- Isabelle de Visscher-Lemaître
- 1 février 2016
- Jan Fabre, Pierre Coulibeuf
Fiction expérimentale de Pierre Coulibeuf
basée sur les performances et le Journal de nuit de Jan Fabre
Portrait fictif de l’artiste flamand Jan Fabre. Le film, conte de fées moderne, projette Jan Fabre dans son propre imaginaire et compose un personnage qui change sans cesse d’identité. Jan Fabre joue de multiples rôles sous les déguisements les plus variés ; derrière un masque, toujours un autre masque … Le personnage féminin, tel un « démon du passage » empruntant différents visages, hante le personnage masculin et inspire ses métamorphoses, ad infinitum. Les concepts de l’œuvre sont la répétition, le simulacre et la métamorphose, dans un rapport essentiel aussi bien avec l’œuvre de Fabre qu’avec la mienne. La métamorphose, c’est ici le passage d’une forme à une autre, d’un état intensif à un autre, d’une identité à une autre, d’un univers à un autre : le film comme « transposition » – la forme « performance » se change en forme cinématographique –, le film comme création nouvelle.
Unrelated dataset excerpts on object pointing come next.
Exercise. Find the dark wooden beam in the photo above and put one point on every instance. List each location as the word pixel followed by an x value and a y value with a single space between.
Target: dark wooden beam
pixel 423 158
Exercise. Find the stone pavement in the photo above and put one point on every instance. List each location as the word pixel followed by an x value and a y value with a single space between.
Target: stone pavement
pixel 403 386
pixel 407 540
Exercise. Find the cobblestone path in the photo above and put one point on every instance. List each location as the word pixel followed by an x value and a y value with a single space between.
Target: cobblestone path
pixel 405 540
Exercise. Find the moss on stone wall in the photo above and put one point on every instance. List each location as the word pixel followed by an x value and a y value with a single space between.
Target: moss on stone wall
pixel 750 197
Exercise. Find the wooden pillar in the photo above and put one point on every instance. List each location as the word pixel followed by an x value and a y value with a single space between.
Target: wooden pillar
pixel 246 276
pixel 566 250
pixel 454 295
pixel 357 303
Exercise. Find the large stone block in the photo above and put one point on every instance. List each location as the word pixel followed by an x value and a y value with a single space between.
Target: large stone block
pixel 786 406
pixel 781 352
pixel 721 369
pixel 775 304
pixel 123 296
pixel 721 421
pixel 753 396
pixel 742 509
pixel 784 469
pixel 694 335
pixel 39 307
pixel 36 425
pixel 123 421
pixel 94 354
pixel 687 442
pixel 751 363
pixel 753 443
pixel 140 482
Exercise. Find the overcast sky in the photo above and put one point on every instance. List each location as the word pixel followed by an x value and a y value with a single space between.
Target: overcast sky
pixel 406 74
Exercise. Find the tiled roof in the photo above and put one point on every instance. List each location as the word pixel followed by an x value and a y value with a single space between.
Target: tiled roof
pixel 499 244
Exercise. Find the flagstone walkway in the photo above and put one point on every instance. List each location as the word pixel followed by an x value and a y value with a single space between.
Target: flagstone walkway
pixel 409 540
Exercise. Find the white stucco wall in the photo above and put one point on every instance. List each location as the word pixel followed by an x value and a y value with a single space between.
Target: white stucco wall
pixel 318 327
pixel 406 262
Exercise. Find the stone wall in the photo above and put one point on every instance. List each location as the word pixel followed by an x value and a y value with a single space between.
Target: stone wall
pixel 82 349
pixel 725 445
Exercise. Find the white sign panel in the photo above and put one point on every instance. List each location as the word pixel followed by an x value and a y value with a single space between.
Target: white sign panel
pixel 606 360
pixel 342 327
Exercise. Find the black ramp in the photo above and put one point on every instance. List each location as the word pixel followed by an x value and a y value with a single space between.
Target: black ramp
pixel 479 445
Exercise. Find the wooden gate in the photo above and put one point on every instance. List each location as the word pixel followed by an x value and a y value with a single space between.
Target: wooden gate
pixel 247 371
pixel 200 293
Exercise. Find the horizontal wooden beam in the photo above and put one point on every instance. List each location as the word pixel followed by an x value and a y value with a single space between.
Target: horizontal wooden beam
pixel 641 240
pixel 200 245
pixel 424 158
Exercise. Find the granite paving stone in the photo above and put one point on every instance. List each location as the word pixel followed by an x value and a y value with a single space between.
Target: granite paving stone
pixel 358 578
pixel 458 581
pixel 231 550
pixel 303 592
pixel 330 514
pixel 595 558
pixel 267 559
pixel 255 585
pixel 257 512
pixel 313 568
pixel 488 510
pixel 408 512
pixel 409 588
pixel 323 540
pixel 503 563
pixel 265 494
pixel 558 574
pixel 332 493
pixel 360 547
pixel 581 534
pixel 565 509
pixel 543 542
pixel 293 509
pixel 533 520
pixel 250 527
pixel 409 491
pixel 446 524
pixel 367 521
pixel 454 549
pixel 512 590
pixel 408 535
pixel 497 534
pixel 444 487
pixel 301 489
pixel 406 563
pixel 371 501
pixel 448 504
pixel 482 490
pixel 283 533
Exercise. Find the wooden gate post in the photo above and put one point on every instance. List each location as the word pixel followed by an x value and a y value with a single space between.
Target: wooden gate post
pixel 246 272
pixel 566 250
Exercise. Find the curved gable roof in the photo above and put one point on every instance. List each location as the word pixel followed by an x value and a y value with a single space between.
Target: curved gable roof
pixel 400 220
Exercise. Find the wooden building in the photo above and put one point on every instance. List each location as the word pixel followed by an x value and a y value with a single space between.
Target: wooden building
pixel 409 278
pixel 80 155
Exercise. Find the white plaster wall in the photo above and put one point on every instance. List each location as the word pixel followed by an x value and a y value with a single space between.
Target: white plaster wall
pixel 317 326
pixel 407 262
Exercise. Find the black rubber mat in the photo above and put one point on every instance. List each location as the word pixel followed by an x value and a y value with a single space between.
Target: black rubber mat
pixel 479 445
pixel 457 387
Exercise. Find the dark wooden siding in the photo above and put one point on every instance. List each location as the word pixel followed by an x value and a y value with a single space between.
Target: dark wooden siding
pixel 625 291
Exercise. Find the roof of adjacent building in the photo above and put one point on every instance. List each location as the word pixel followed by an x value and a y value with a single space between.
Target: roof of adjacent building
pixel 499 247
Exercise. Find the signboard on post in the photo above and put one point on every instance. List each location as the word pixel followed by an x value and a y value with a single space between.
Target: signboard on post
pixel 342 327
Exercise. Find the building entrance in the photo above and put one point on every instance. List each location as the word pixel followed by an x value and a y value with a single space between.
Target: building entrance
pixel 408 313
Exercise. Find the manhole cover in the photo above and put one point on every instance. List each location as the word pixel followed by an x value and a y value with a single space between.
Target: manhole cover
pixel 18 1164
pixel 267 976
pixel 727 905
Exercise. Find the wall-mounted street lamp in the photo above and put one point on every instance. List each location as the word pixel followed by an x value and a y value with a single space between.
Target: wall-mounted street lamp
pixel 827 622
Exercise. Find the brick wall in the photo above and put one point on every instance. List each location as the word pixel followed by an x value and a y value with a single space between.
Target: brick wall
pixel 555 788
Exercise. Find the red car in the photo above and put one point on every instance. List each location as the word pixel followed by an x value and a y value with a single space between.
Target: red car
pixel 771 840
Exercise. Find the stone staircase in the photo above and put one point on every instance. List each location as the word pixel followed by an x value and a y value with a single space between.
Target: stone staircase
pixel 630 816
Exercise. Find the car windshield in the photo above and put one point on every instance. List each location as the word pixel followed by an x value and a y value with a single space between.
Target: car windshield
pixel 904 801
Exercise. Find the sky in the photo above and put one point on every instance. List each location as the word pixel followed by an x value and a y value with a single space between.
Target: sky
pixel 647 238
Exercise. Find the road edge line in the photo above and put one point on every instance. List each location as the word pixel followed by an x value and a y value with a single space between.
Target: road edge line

Doctor Fabre Will Cure You ne donne pas une copie des performances de Jan Fabre, il propose plutôt une approche imaginaire, mentale, c’est-à-dire une réinterprétation des performances devenues ici « actions » au sens du cinéma. Dans le film, la performance et l’artiste Jan Fabre changent de statut : la performance est jouée par l’ « acteur » Fabre, elle n’existe plus sous forme de traces, de signes obscurs, de bribes de souvenirs, qui habitent Fabre devenu personnage multiple dans un récit filmique original. « L’existence simule, elle dissimule, et elle dissimule que, même dissimulant et jouant un rôle, elle continue d’être l’existence authentique, liant ainsi, par une malice presque indémêlable, le simulacre à la véritable authenticité. » (Maurice Blanchot). (PC).
Notes au sujet du film:
Le titre du film Doctor Fabre Will Cure You (Docteur Fabre va vous guérir) se réfère à une performance de Jan Fabre au début des années 1980 où il présente la beauté comme ayant un pouvoir placébo sur la société. Toujours intuitif, instinctif et expérimentateur, ce personnage intéresse Pierre Coulibeuf depuis longtemps. En 2002, celui-ci est l’auteur du film Les Guerriers de la beauté qui s’élabore à partir de l’œuvre théâtrale de Jan Fabre. Ici, Coulibeuf mêle avec brio les apparences quasi fantomatiques et le caractère mythologique du personnage, à une vérité peut-être encore plus exacte que la justesse de façade qu’on pourrait espérer tirer d’un portrait filmé. Car l’existence même noue avec cette double combinaison – du simulacre et de l’authentique. A faire rejouer Jan Fabre d’anciennes performances, Coulibeuf sait qu’il va en émerger une énième, celle du film. C’est pourquoi l’on n’a pas affaire ici à un documentaire, mais à une magnifique frise cinématographique tissant une figure à la charnière de différents mondes. Et ce, sur toile de fond associant le Surréalisme aux Primitifs flamands, dans le décor de la ville natale et hautement symbolique de Fabre, qu’est Anvers.